Typically the hardest part is to find the general \(\displaystyle \frac{d^nf}{dx^n}\). So just start taking derivatives and see if you can see a pattern. Here \(\displaystyle f(x)= \frac{4}{x+1}=4(x+1)^{-1}\) and a= 2.
\(\displaystyle f(2)= \frac{4}{3}\).
\(\displaystyle f'(x)= -4(x+ 1)^{-2}\) so \(\displaystyle f'(2)= -\frac{4}{3^2}= -\frac{4}{9}\).
\(\displaystyle f''(x)= 8(x+1)^{-3}\) so \(\displaystyle f''(2)= \frac{8}{3^3}= \frac{8}{27}\)
\(\displaystyle f'''(x)= -24(x+ 1)^{-4}\) so \(\displaystyle f'''(2)= -\frac{24}{3^4}= -\frac{24}{81}\)
\(\displaystyle f''''(x)= 96(x+ 1)^{-5}\) so \(\displaystyle f''''(2)= \frac{96}{3^5}= \frac{96}{243}\)
\(\displaystyle f''''''(x)= -480(x+ 1)^{-6}\) so \(\displaystyle f'''''(2)= -\frac{480}{3^6}= -\frac{480}{729}\)
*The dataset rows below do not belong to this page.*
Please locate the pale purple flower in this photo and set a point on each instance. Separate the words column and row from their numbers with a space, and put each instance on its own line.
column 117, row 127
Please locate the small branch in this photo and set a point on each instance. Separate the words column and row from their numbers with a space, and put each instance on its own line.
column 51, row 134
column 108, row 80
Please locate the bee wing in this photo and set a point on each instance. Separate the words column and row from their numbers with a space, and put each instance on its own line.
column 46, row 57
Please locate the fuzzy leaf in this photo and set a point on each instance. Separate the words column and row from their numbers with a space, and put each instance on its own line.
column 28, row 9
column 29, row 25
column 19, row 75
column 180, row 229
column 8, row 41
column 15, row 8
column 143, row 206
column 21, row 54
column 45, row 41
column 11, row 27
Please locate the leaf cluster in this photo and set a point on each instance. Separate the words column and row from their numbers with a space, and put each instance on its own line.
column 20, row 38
Can you see a pattern yet? I see an alternating sign. Each even n term is positive while each odd n term is negative: that's \(\displaystyle (-1)^n\). The denominators are powers of 3: that is \(\displaystyle 3^n\). The numerators are 4, 8, 24, 96, 480 .... That's a little harder! Of course, each number is divisible by 4: they are 4 times 1, 2, 6, 24, 120, ....
Aha! The numbers 1, 2, 6, 24, 120 are 1!, 2!, 3!, 4!, and 5! I will conjecture that the numerators are 4n! which means that the coefficent of \(\displaystyle (x- a)^n\) is \(\displaystyle (-1)^n\frac{1}{n!}\frac{4n!}{3^n}\)
and the Taylors series is \(\displaystyle \sum_{n=0}^\infty (-1)^n\frac{1}{n!}\frac{4n!}{3^n}(x- 2)^n\)\(\displaystyle = \sum_{n=0}^\infty (-1)^n\frac{4}{3^n}(x-2)^n\).
Of course, I will need to prove the conjecture that nth numerator of the derivative is 4n!. That can be done by "induction".
It is pretty standard to determine the radius of convergence using the "ratio test" (sometimes the "power test" is used). An infinite series, \(\displaystyle \sum a_n\), converges absolutely if \(\displaystyle \lim_{n\to\infty} \left|\frac{a_{n+1}}{a_n}\right|< 1\). For a power series, \(\displaystyle sum a_n (x-a)^n\), that becomes \(\displaystyle \lim_{n\to\infty}\left|\frac{a_{n+1}}{a_n}\right||x-a|\).
Here, the nth term is \(\displaystyle (-1)^n\frac{4}{3^n}\) so that \(\displaystyle \left|\frac{a_{n+1}}{a_n}\right||x-a|\) is \(\displaystyle \frac{4}{3^{n+1}}\frac{3^n}{4}|x- 2|= \frac{1}{3}|x-2|< 1\) so \(\displaystyle |x- 2|< 3\).